Already by December 23 the squat is three-quarters empty as communards abandon principle and slink home to celebrate in the bosom of their reactionary families. Those who have nowhere to go remain behind like uncollected children in a boarding school. Heavy snow is falling, and Kreuzberg is a sentimental dream of Yule. Waking early the next day, Mundy is exhilarated to see the attic skylights above him whited over, but when he calls this to Sasha's attention he receives only a groan and the injunction to fuck off. Undaunted, he flings on all the clothes he possesses and wades down to the Turkish settlement to build a snowman and cook kebabs with Faisal and the kids from the cricket club. Returning to the attic at dusk, he finds the radio playing carols and Sasha looking like Charlie Chaplin in _Modern Times,__ wearing his beret and an apron, and stooped over a mixing bowl.

The desk is set as a dinner table for two. An Advent candle burns at its center beside a bottle of Christina's father's Greek wine. More candles are balanced on the piles of stolen books. An unpromising chunk of red meat sits on a wooden board.

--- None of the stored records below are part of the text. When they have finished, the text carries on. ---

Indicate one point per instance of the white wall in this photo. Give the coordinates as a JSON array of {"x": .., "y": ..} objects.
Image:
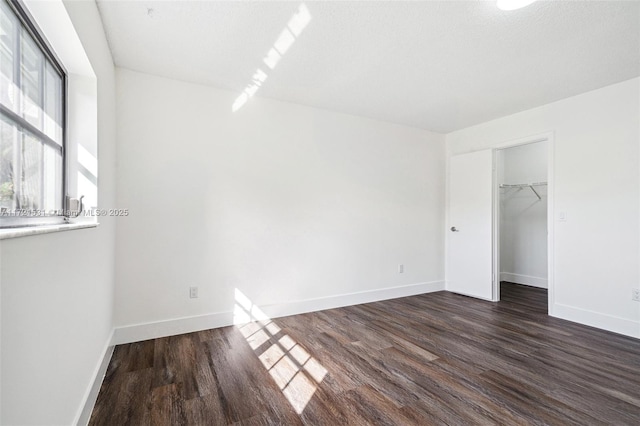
[
  {"x": 595, "y": 151},
  {"x": 523, "y": 217},
  {"x": 57, "y": 289},
  {"x": 291, "y": 205}
]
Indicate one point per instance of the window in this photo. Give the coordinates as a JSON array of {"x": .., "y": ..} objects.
[{"x": 32, "y": 118}]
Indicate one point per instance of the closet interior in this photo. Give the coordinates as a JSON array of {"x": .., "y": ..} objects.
[{"x": 522, "y": 176}]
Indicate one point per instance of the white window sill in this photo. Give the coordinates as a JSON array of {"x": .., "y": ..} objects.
[{"x": 8, "y": 233}]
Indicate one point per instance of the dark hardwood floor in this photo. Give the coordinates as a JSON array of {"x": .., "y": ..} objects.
[{"x": 437, "y": 358}]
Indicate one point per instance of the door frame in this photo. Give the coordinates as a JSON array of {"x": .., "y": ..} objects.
[{"x": 549, "y": 138}]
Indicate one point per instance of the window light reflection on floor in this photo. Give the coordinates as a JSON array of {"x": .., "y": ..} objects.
[{"x": 292, "y": 368}]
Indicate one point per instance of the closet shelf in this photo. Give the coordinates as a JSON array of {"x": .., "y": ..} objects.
[{"x": 525, "y": 185}]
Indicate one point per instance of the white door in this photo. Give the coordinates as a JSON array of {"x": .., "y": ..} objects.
[{"x": 470, "y": 249}]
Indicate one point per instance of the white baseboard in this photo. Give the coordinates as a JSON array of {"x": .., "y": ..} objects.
[
  {"x": 171, "y": 327},
  {"x": 524, "y": 279},
  {"x": 596, "y": 319},
  {"x": 91, "y": 395}
]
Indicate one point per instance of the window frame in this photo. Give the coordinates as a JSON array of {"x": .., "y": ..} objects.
[{"x": 27, "y": 22}]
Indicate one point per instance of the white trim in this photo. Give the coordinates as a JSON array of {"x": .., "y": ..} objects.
[
  {"x": 27, "y": 231},
  {"x": 524, "y": 279},
  {"x": 153, "y": 330},
  {"x": 596, "y": 319},
  {"x": 91, "y": 395},
  {"x": 541, "y": 137}
]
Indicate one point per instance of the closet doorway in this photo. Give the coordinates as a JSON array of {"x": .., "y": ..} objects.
[{"x": 521, "y": 253}]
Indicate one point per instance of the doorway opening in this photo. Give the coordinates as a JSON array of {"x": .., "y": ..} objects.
[{"x": 521, "y": 224}]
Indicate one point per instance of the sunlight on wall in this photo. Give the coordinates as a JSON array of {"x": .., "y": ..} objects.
[
  {"x": 288, "y": 36},
  {"x": 87, "y": 177},
  {"x": 292, "y": 368}
]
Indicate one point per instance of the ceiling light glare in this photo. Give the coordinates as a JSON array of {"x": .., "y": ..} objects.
[{"x": 513, "y": 4}]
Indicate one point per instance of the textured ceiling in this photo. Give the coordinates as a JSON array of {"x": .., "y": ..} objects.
[{"x": 437, "y": 65}]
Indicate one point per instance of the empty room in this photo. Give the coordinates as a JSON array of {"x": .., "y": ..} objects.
[{"x": 319, "y": 212}]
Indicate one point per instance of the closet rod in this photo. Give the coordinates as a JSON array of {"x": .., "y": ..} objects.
[{"x": 526, "y": 185}]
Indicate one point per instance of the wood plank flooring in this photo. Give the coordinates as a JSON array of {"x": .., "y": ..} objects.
[{"x": 438, "y": 358}]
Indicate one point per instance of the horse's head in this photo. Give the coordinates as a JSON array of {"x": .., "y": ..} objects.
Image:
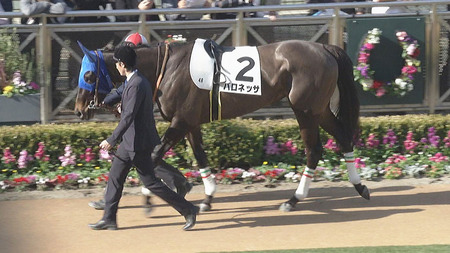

"Where the fuck have you been?" Sasha demands, without lifting his eyes from his work.

"Walking. Why? What's wrong?"

"It's Christmas, isn't it? The fucking family feast. You're supposed to be at home."

"We haven't _got__ families. We've got dead parents and no brothers and sisters. I tried to wake you up, but you told me to fuck off."

Sasha has still not raised his head. The bowl contains red berries. He is preparing some kind of sauce.

"What's the meat?"

"Venison. Do you wish me to take it back to the shop and change it for your eternal fucking Wiener schnitzel?"

"Venison's fine. Bambi for Christmas. Is that whiskey you're drinking, by any chance?"

"Probably."

Mundy chatters but Sasha will not be humored. Over dinner, trying to jolly him along, Mundy rashly relates the tale of his aristocratic mother who turned out to be an Irish nursemaid. He selects a merry tone, designed to assure his listener that he has long ago come to terms with an amusing byway of family history. Sasha hears him out with ill-concealed impatience.